On the other hand, cortisol increases your appetite, slows down your metabolism, and makes you crave sweets, greasy food, and carbs. You will start gaining weight when you binge eat, leading to obesity, heart problems, and troubled breathing.

  • Increased Muscle Pain. Standing for prolonged hours with minimum rest is a recipe for trouble. Your muscles need a good balance of rest and movement. When you choose to work and move around more, you reduce your muscles’ blood supply, causing them to cramp painfully. Even when you get a chance to sit after a long day, you will feel immense pain radiating throughout your body, which can be hard to cure.

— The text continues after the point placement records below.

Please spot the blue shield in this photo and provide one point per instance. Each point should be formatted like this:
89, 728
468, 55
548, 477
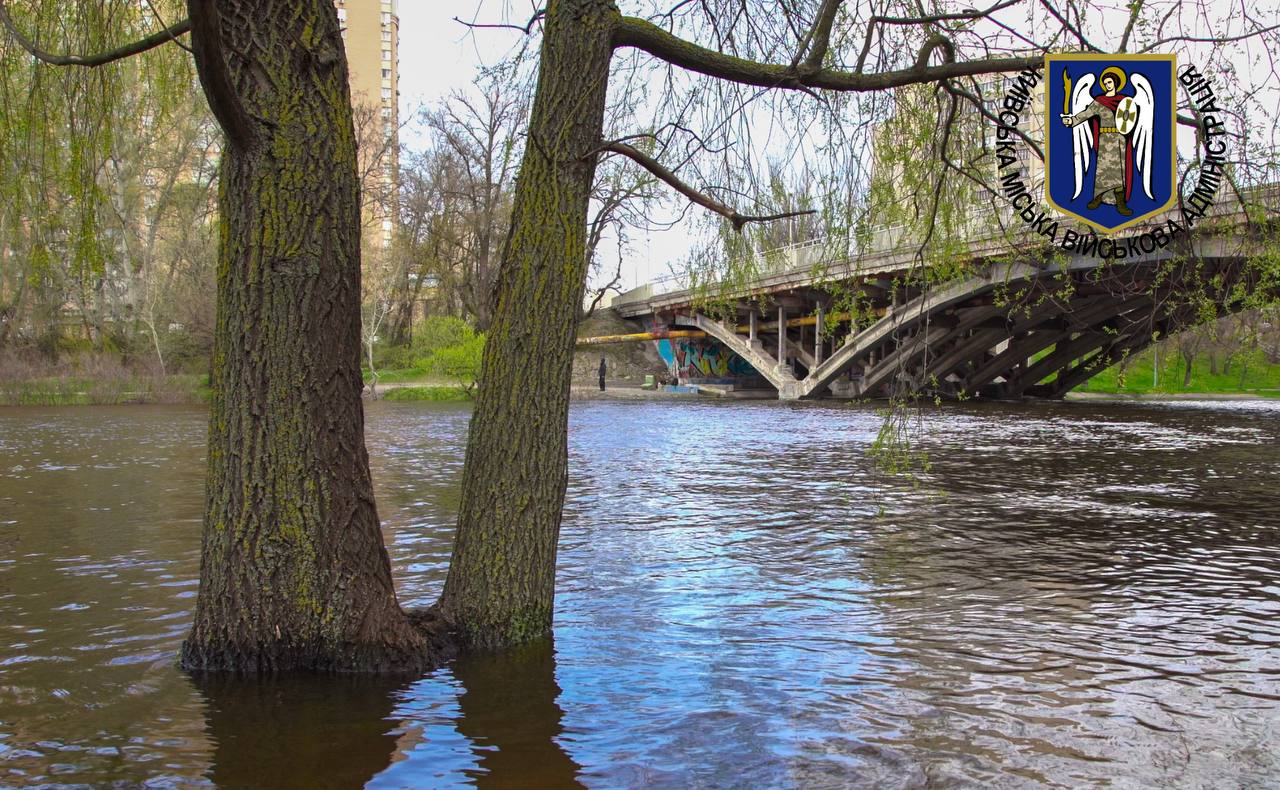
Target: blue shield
1110, 156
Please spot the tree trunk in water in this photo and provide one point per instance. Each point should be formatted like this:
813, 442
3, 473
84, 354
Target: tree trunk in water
293, 570
501, 583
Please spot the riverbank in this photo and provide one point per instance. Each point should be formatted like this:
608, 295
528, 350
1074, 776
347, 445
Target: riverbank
1244, 375
104, 391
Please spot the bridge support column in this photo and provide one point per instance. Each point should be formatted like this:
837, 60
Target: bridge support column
817, 338
782, 336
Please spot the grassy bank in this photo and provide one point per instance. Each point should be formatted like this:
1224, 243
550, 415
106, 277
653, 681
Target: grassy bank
1247, 374
425, 393
77, 391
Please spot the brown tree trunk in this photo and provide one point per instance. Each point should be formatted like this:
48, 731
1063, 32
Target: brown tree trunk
501, 583
293, 570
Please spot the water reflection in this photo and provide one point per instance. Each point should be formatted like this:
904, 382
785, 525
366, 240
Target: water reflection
1078, 596
508, 711
300, 731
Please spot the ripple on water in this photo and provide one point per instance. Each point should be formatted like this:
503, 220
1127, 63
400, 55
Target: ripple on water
1073, 596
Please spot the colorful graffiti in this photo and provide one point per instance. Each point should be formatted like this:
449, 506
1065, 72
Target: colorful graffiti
703, 360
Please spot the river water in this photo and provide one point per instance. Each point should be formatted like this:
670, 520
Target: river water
1075, 594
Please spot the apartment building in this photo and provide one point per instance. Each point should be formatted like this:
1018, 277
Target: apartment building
370, 30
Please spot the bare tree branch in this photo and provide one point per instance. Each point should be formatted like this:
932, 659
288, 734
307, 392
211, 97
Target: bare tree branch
206, 37
119, 53
643, 35
703, 200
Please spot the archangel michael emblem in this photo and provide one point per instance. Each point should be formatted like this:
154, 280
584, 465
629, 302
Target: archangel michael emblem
1110, 151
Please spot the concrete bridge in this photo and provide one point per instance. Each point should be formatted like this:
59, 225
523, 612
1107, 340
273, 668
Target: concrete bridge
1024, 319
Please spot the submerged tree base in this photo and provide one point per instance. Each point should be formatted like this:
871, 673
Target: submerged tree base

2. Shatters Social and Personal Life

The effects of long hours trickle into interpersonal relationships too. Apart from having no time to meet friends and family, you will end up carrying your workplace fatigue at home. This not only ruins your social bonds but will lead to feelings of resentment, depression, and frustrations between you and your loved ones. Here are some examples:

  • You Begin To Isolate. Depression, fatigue, and anxiety from work will make you push your family away. You may become cranky and choose to stay alone away from your loved ones. This will negatively impact your friends, family, partner, and even children. You may experience excessive anger, forcing people who love you to walk on eggshells around you. Unfortunately, you may alienate these people for good unless you get help to fix your schedule.
  • Diminished Intimacy. Healthy sex life is an integral part of a romantic relationship. However, overworking can reduce dopamine, leaving you tired and with reduced libido. So even if your partner tries to initiate, you will not have it in you to reciprocate. These may lead to feelings of frustration, anger, and even guilt. Your partner may perceive your lack of intimacy as a lack of interest, which will lead to feelings of loneliness and despair. 
  • Messy Surroundings. You may neglect your house when you are at work for too long. While your partner may pitch in as much they can, house management will become too much to tackle alone. When you cannot shoulder your end of the chores, you will end up with a cluttered space that does not fit you or those that matter to you.

3. Low Quality Of Care

Your patients need your active presence, but when you are stressed, tired, and exhausted to the core, it may result in aggravation, mistakes, and a disregard for patients. Here is how overworking will negatively impact your ability to do your job well:

  • Increased Negative Patient Outcomes. Long hours can make you lose focus. This may lead to you making medical errors such as inserting cannulas incorrectly, poor bedside manner, and improper patient data record keeping. As a result, you may cause patients excessive injuries, deteriorating their health and prolonging their hospital stay.
  • Wrong Dosage Can Lead To Death. Your disheveled state will cause you to make errors. You may prescribe the wrong dosage, which may be way higher or lower than the needed amount. This can seriously harm a patient, and have fatal consequences in worst case scenarios.
  • You May Not Be There. When patients slips into a critical state, they need a nurse to resuscitate them. These can be sudden bleeding, stroke, or convulsions. You have mere seconds to bring the patient back to life, and unfortunately, you may not be able to do that. Long hours with long shifts will keep you from reacting quickly and effectively.

Final Thoughts

Working long hours can get increasingly stressful. Unless you can break this vicious cycle, it will cause more problems than you care to have. Your health will suffer both physically and mentally since your grueling hours may cause you fatigue, weight management issues, and muscle pain. 

Your troubles don’t end there. Your social and personal life will also get hit. You may end up endangering your relationships with your loved ones while failing to look after your house. Continually carrying this stress may cause you to lose focus while looking after patients. You may end up neglecting patients or administering the wrong dosage. All of these can make life harder for you as a nurse.